嚥下障害とは、水分や食べ物等を口から食道、胃へと飲みこむことです。この過程に、何らかの障害が起きる事を嚥下障害といいます。

嚥下ができなくなると、栄養不足や脱水、また肺炎など身体へ悪影響が起こります。一般的には機能的な問題が原因ですが、精神的な問題が原因なる場合もあります。嚥下障害の原因は、食物の構造に問題があり妨げられる器質的原因、食物の動きに問題があり胃に送り込めない加齢などの機能的原因、摂食異常や嚥下困難で機能や構造に問題のない心理的原因の3つに大きく分ける事が出来ます。

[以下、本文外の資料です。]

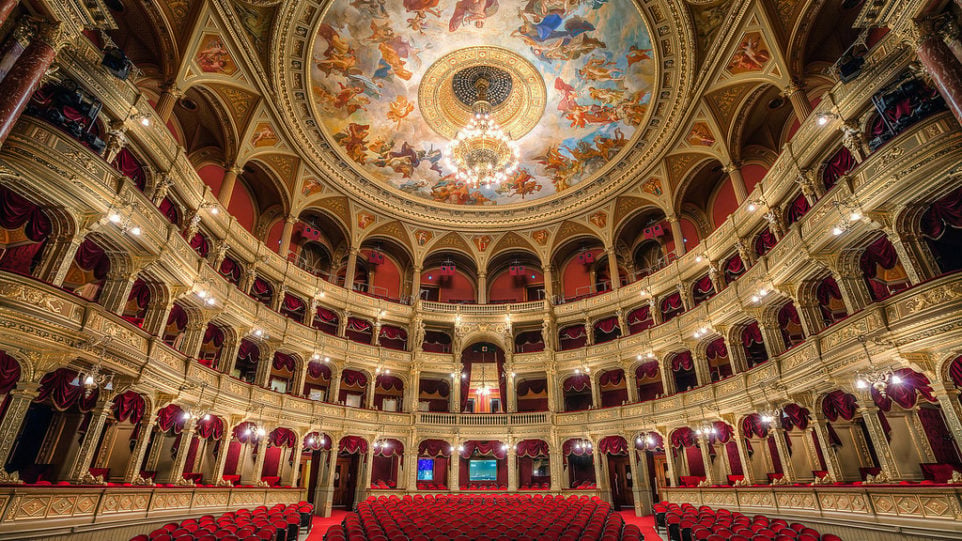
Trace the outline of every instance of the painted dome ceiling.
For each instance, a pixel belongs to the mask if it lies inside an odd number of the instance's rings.
[[[647,120],[653,57],[630,0],[334,0],[313,41],[310,102],[330,147],[381,187],[442,205],[524,204],[625,153]],[[470,189],[444,151],[480,72],[510,76],[493,115],[521,167]]]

嚥下障害リハビリテーションでは、まず基礎リハビリテーションとして食物を使用しないでリハビリテーションを行い、慣れたら食物を用いて実際に食べるリハビリテーションを行います。

基礎リハビリテーションでは、やさしく顔全体をマッサージして、筋肉を刺激します。また、嚥下に使う口唇、頬、舌の運動を行います。空気をためて頬を膨らましたり、口唇をとがらしたりして口唇を動かします。また、舌を前に出したりして舌も動かすリハビリテーションを行います。

基礎リハビリテーションになれたら、実際に食事を行います。食事の際には、嚥下を意識する事が重要で、一般の人は特に意識せずに食事を行いますが、飲み込む事を意識して行う事で誤嚥は減ります。

また、食事が行いやすいように、使いやすい食器を使うことも重要です。スプーンは先端の平らなものを選び、握力も弱っている場合は、スプーンにベルトを付けるなどします。食事も、初めはミキサーなどで食べたすく粉砕した物を食べるリハビリテーションを行います。